Воспоминания

"Мне пришло в голову, что, хотя я и не большевик, однако не мог согласиться со своими родственниками и знакомыми и безоглядно клеймить все, что делается Советами только потому, что это делается Советами. Никто не спорит, они убили трех моих родных братьев, но они также спасли Россию от участи вассала союзников.
Некогда я ненавидел их, и руки у меня чесались добраться до Ленина или Троцкого, но тут я стал узнавать то об одном, то о другом конструктивном шаге московского правительства и ловил себя на том, что шепчу: "Браво!" Как все те христиане, что "ни холодны, ни горячи", я не знал иного способа излечиться от ненависти, кроме как потопить ее в другой, еще более жгучей. Предмет последней мне предложили поляки.

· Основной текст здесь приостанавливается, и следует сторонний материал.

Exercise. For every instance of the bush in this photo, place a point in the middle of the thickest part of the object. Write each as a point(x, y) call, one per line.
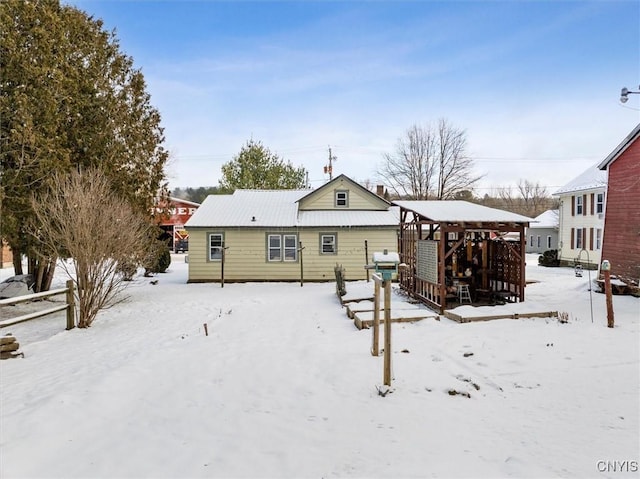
point(159, 259)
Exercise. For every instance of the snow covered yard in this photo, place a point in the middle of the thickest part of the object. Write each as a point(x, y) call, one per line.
point(284, 385)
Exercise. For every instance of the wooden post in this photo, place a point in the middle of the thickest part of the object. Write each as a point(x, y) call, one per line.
point(387, 332)
point(222, 266)
point(375, 348)
point(366, 258)
point(301, 266)
point(71, 306)
point(606, 270)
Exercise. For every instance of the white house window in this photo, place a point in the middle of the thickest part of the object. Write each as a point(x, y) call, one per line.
point(328, 243)
point(600, 203)
point(282, 248)
point(579, 238)
point(342, 198)
point(216, 243)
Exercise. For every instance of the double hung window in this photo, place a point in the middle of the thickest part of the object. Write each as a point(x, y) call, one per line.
point(328, 243)
point(342, 199)
point(282, 247)
point(216, 243)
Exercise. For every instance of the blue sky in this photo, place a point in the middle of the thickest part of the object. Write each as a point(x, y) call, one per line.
point(535, 84)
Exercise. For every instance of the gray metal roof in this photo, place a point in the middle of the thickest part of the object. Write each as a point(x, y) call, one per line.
point(461, 211)
point(279, 208)
point(591, 178)
point(624, 144)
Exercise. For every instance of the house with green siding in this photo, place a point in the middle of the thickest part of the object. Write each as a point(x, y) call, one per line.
point(279, 235)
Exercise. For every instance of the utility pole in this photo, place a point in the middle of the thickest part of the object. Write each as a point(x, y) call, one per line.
point(329, 169)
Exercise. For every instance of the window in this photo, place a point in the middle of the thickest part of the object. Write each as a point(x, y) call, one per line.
point(600, 203)
point(342, 199)
point(275, 248)
point(282, 248)
point(579, 238)
point(216, 243)
point(290, 247)
point(328, 243)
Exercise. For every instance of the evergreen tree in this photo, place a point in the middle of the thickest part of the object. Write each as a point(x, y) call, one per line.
point(69, 100)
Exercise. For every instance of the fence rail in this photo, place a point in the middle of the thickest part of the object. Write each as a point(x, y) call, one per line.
point(69, 306)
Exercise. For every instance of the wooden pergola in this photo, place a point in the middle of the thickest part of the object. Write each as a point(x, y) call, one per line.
point(448, 243)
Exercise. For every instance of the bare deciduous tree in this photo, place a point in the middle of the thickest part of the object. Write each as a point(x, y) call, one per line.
point(528, 199)
point(429, 163)
point(80, 217)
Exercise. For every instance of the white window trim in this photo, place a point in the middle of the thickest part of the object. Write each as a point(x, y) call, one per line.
point(337, 199)
point(284, 250)
point(210, 236)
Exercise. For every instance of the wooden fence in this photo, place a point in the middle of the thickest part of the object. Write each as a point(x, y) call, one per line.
point(69, 306)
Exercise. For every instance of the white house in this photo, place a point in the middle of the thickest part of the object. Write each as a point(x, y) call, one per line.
point(581, 218)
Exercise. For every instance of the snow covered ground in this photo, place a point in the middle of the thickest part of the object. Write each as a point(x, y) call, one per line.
point(284, 385)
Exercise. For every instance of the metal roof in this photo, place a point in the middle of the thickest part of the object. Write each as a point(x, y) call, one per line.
point(460, 211)
point(548, 219)
point(279, 208)
point(624, 144)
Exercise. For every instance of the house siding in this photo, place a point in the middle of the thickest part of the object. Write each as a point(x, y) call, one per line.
point(246, 256)
point(621, 242)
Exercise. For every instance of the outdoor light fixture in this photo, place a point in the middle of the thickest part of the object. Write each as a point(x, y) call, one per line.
point(624, 94)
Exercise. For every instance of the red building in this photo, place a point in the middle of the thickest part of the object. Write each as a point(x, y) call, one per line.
point(621, 242)
point(180, 211)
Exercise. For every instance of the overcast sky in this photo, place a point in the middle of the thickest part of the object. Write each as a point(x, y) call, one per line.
point(535, 84)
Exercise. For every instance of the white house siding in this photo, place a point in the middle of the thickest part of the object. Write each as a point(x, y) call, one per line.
point(540, 240)
point(246, 254)
point(589, 225)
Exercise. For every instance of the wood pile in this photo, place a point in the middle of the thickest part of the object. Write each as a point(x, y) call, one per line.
point(9, 347)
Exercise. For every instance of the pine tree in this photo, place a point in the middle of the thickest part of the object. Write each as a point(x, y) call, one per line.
point(69, 100)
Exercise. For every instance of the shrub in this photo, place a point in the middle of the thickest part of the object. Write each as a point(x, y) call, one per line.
point(549, 258)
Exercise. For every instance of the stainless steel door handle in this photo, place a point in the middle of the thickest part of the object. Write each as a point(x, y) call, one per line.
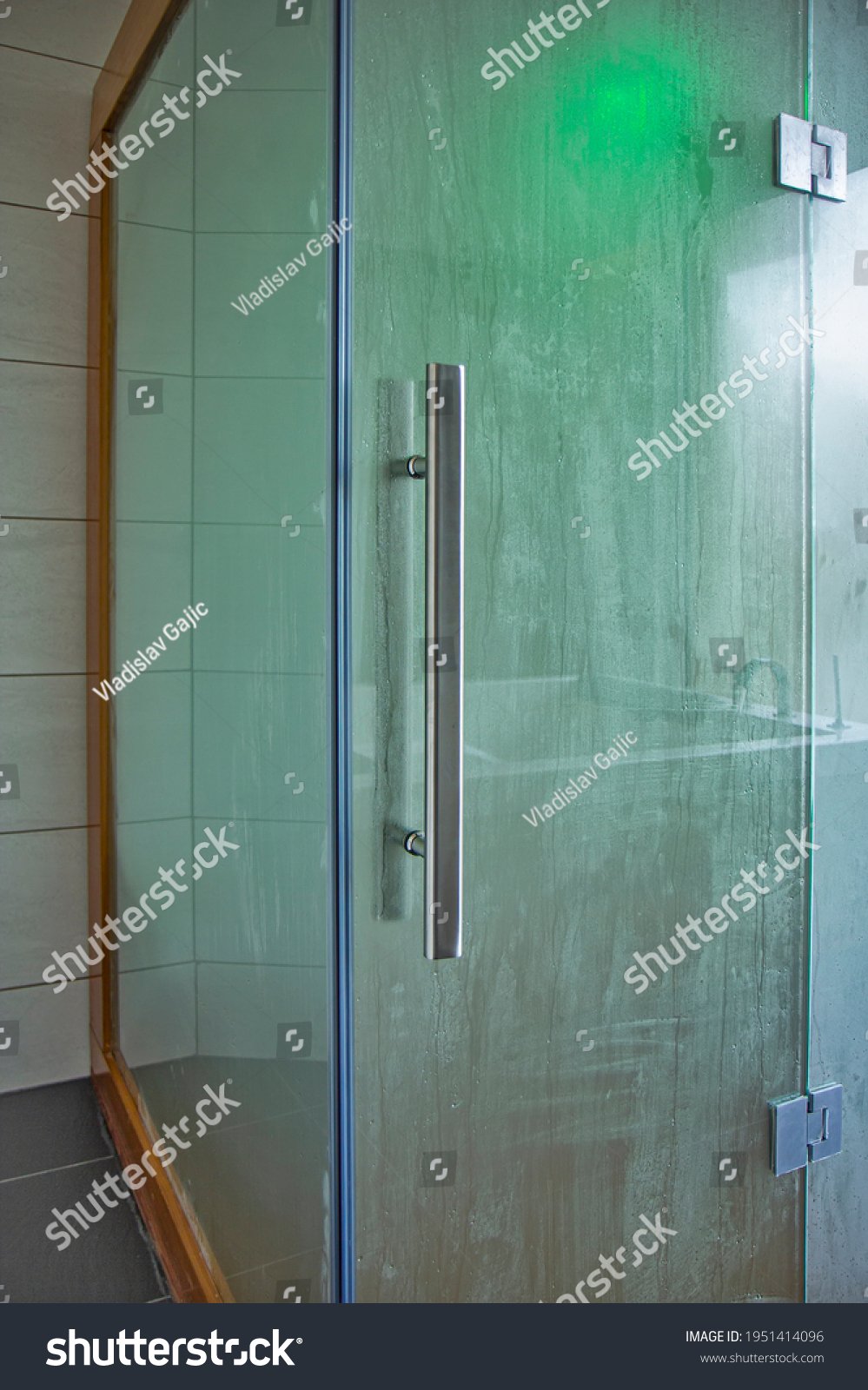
point(444, 645)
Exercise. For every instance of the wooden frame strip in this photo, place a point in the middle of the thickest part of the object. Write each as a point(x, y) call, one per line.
point(181, 1244)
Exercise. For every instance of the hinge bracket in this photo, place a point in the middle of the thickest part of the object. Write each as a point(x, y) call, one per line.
point(810, 157)
point(805, 1128)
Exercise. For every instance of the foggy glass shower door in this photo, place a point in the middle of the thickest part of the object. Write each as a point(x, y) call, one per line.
point(222, 599)
point(589, 222)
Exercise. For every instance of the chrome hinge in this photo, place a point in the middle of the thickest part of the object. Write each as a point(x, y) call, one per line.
point(810, 157)
point(805, 1128)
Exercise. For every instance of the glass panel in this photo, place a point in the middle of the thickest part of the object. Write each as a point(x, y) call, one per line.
point(592, 228)
point(838, 1264)
point(222, 761)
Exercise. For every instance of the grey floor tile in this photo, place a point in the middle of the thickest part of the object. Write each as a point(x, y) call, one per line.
point(110, 1262)
point(49, 1128)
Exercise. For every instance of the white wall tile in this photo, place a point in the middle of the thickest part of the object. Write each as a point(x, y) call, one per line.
point(45, 291)
point(42, 731)
point(78, 30)
point(42, 598)
point(45, 115)
point(157, 1011)
point(241, 1008)
point(43, 905)
point(42, 442)
point(53, 1036)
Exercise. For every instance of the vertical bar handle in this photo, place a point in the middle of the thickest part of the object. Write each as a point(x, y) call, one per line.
point(444, 659)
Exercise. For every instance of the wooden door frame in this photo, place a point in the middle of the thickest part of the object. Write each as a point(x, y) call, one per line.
point(194, 1274)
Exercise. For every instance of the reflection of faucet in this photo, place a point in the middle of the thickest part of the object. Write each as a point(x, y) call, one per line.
point(782, 685)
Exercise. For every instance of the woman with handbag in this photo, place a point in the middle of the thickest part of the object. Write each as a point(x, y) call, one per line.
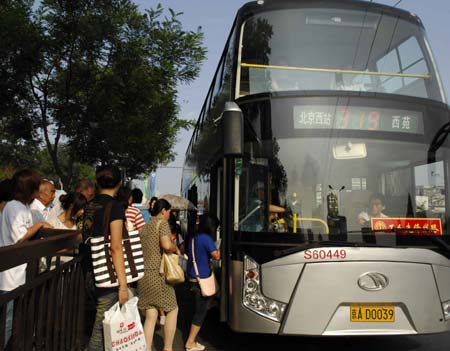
point(154, 292)
point(200, 249)
point(103, 210)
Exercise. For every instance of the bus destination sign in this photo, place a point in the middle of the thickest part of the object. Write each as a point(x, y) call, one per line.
point(357, 118)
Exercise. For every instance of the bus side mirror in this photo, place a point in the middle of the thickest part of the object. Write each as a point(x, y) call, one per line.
point(233, 130)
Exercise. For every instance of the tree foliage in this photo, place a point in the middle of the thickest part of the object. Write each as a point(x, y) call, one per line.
point(105, 88)
point(19, 56)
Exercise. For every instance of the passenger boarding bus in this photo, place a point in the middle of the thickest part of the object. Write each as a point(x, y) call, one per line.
point(322, 147)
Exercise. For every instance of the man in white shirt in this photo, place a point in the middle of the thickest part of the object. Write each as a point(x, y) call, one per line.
point(42, 204)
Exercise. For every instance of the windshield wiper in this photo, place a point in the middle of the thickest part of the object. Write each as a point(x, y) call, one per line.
point(437, 141)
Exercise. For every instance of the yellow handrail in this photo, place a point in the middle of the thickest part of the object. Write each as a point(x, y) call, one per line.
point(308, 219)
point(337, 70)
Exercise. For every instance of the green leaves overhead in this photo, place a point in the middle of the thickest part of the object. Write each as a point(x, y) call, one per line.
point(103, 83)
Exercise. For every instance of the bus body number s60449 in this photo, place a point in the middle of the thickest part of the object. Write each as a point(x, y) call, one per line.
point(325, 254)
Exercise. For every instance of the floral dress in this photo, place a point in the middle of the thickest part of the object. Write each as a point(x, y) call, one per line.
point(153, 291)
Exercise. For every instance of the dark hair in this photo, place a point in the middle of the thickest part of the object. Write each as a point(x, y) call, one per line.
point(108, 177)
point(377, 196)
point(78, 200)
point(6, 190)
point(25, 184)
point(160, 204)
point(123, 195)
point(150, 209)
point(84, 184)
point(173, 222)
point(137, 195)
point(208, 224)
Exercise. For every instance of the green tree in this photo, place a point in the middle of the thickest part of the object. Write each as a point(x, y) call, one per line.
point(19, 58)
point(105, 91)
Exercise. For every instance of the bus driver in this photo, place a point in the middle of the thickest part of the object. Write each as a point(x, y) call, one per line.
point(376, 206)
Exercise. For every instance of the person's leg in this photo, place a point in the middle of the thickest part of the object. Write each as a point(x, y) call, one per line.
point(193, 332)
point(162, 316)
point(9, 319)
point(201, 308)
point(104, 303)
point(149, 326)
point(170, 328)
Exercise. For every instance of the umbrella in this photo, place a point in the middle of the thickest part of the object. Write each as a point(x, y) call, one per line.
point(178, 202)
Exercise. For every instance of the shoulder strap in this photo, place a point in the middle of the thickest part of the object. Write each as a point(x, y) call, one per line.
point(107, 239)
point(197, 274)
point(106, 219)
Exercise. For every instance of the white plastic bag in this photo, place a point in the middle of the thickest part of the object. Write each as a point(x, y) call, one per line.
point(122, 328)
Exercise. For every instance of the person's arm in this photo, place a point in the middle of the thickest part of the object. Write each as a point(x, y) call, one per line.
point(215, 255)
point(211, 247)
point(115, 228)
point(167, 245)
point(31, 231)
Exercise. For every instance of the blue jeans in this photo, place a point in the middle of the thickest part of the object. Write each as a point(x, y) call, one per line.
point(9, 318)
point(104, 303)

Когда ранней весной 1920-го я увидел заголовки французских газет, возвещавшие о триумфальном шествии Пилсудского по пшеничным полям Малороссии, что-то внутри меня не выдержало, и я забыл про то, что и года не прошло со дня расстрела моих братьев. Я только и думал: "Поляки вот-вот возьмут Киев! Извечные враги России вот-вот отрежут империю от ее западных рубежей!". Я не осмелился выражаться открыто, но, слушая вздорную болтовню беженцев и глядя в их лица, я всей душою желал Красной Армии победы.
Не важно, что я был великий князь. Я был русский офицер, давший клятву защищать Отечество от его врагов. Я был внуком человека, который грозил распахать улицы Варшавы, если поляки еще раз посмеют нарушить единство его империи. Неожиданно на ум пришла фраза того же самого моего предка семидесятидвухлетней давности. Прямо на донесении о "возмутительных действиях" бывшего русского офицера артиллерии Бакунина, который в Саксонии повел толпы немецких революционеров на штурм крепости, император Николай I написал аршинными буквами: "Ура нашим артиллеристам!".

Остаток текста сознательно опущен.